Pearlstein named APS Fellow
Pearlstein has been a member of APS since 1976. He received his PhD in engineering in 1983 from UCLA, where he had also received M.S. and B.S. degrees in engineering in 1977. He then joined the faculty at the University of Arizona, where he served as an assistant professor in the Department of Aerospace and Mechanical Engineering and the Department of Chemical Engineering until 1989. He then came to the University of Illinois as an associate professor, becoming a full professor in 2000.
In his research, Pearlstein conducts computational and analytical studies of incompressible flow, with applications to materials processing—including directional solidification of alloys and electronic materials, electrodeposition, and electrophoresis—and other mass transfer processes. He also investigates hydrodynamic stability vortex shedding and chemically reacting systems. He is currently working to develop proper orthogonal decomposition models of dynamic flight maneuvering using virtual control surfaces generated by trapped vorticity.

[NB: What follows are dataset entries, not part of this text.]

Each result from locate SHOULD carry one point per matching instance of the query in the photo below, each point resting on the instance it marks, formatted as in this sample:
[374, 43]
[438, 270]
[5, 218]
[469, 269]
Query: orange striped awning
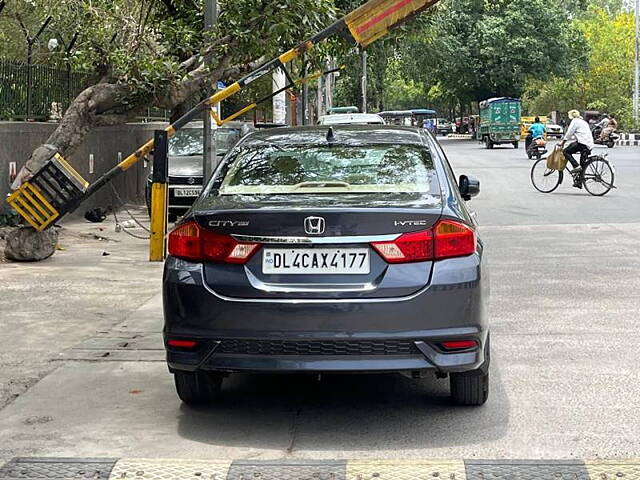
[376, 17]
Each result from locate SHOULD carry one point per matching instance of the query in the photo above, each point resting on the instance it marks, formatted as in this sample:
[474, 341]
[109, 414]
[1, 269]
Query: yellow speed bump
[613, 469]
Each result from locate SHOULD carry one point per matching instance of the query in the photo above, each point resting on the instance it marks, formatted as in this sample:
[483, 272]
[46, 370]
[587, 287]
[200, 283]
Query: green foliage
[153, 37]
[469, 50]
[606, 84]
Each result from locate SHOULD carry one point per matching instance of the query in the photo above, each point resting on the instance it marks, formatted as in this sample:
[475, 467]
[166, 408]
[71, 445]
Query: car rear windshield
[297, 169]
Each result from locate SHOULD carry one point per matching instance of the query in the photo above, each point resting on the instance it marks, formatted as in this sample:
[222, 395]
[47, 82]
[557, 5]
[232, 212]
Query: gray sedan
[329, 250]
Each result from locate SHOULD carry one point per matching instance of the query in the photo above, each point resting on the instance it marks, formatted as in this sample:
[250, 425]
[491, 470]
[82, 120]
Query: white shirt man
[580, 132]
[581, 137]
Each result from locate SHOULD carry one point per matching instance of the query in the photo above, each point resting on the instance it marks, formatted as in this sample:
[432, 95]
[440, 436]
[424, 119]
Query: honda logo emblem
[314, 225]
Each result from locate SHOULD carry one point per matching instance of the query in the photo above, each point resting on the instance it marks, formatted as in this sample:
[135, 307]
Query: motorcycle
[536, 147]
[609, 141]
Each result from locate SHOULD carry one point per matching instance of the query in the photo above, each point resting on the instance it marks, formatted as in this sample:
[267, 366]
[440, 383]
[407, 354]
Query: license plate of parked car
[187, 192]
[347, 261]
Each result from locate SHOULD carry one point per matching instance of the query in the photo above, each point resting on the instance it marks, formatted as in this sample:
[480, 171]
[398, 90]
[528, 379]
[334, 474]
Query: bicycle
[597, 176]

The criterion for election as an APS Fellow is exceptional contributions to the physics enterprise; e.g., outstanding physics research, important applications of physics, leadership in or service to physics, or significant contributions to physics education. Fellowship is a distinct honor signifying recognition by one's professional peers.

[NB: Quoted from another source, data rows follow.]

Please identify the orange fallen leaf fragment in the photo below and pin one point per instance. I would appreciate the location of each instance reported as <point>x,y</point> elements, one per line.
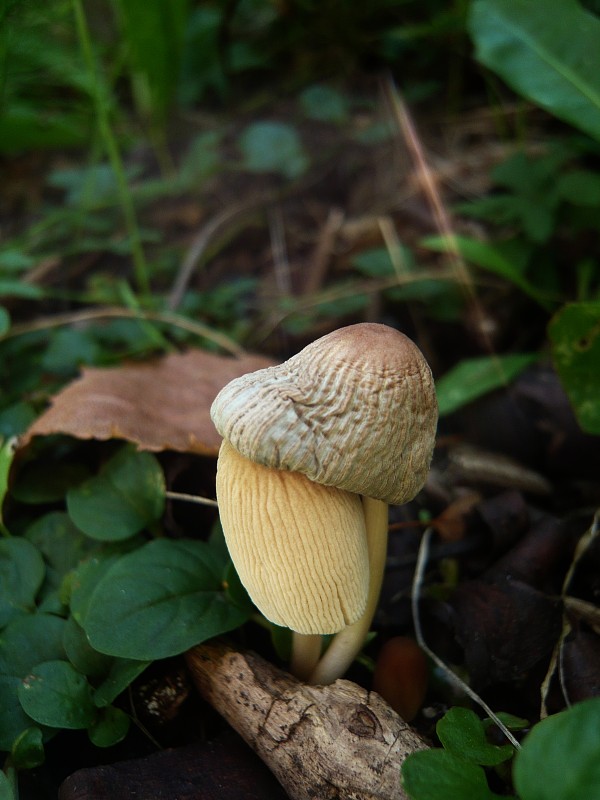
<point>163,404</point>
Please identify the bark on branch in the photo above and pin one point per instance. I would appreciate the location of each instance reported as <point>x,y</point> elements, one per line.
<point>338,741</point>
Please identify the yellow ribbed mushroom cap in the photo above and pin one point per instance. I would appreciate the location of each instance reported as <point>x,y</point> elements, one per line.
<point>299,548</point>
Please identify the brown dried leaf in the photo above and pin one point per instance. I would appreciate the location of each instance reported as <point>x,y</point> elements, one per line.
<point>162,404</point>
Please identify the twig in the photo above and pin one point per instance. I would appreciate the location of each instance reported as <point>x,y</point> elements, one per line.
<point>191,498</point>
<point>452,677</point>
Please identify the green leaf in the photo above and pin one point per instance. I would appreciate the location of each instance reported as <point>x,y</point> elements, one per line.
<point>81,654</point>
<point>42,482</point>
<point>110,727</point>
<point>553,59</point>
<point>325,104</point>
<point>125,497</point>
<point>7,451</point>
<point>560,757</point>
<point>160,600</point>
<point>439,775</point>
<point>21,574</point>
<point>4,321</point>
<point>61,543</point>
<point>273,147</point>
<point>81,583</point>
<point>29,640</point>
<point>16,418</point>
<point>461,732</point>
<point>475,377</point>
<point>55,694</point>
<point>121,674</point>
<point>575,339</point>
<point>13,720</point>
<point>28,749</point>
<point>7,790</point>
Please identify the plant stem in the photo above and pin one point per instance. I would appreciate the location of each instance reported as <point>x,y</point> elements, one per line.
<point>346,644</point>
<point>112,150</point>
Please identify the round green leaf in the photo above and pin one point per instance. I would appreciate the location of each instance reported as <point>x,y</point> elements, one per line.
<point>439,775</point>
<point>13,720</point>
<point>81,654</point>
<point>560,758</point>
<point>110,727</point>
<point>21,574</point>
<point>575,336</point>
<point>61,543</point>
<point>43,482</point>
<point>29,640</point>
<point>273,147</point>
<point>55,694</point>
<point>160,600</point>
<point>126,496</point>
<point>122,672</point>
<point>462,732</point>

The American Physical Society (www.aps.org) is a non-profit membership organization working to advance and diffuse the knowledge of physics through its outstanding research journals, scientific meetings, and education, outreach, advocacy and international activities. APS represents over 50,000 members, including physicists in academia, national laboratories and industry in the United States and throughout the world. Society offices are located in College Park, MD (Headquarters), Ridge, NY, and Washington, DC.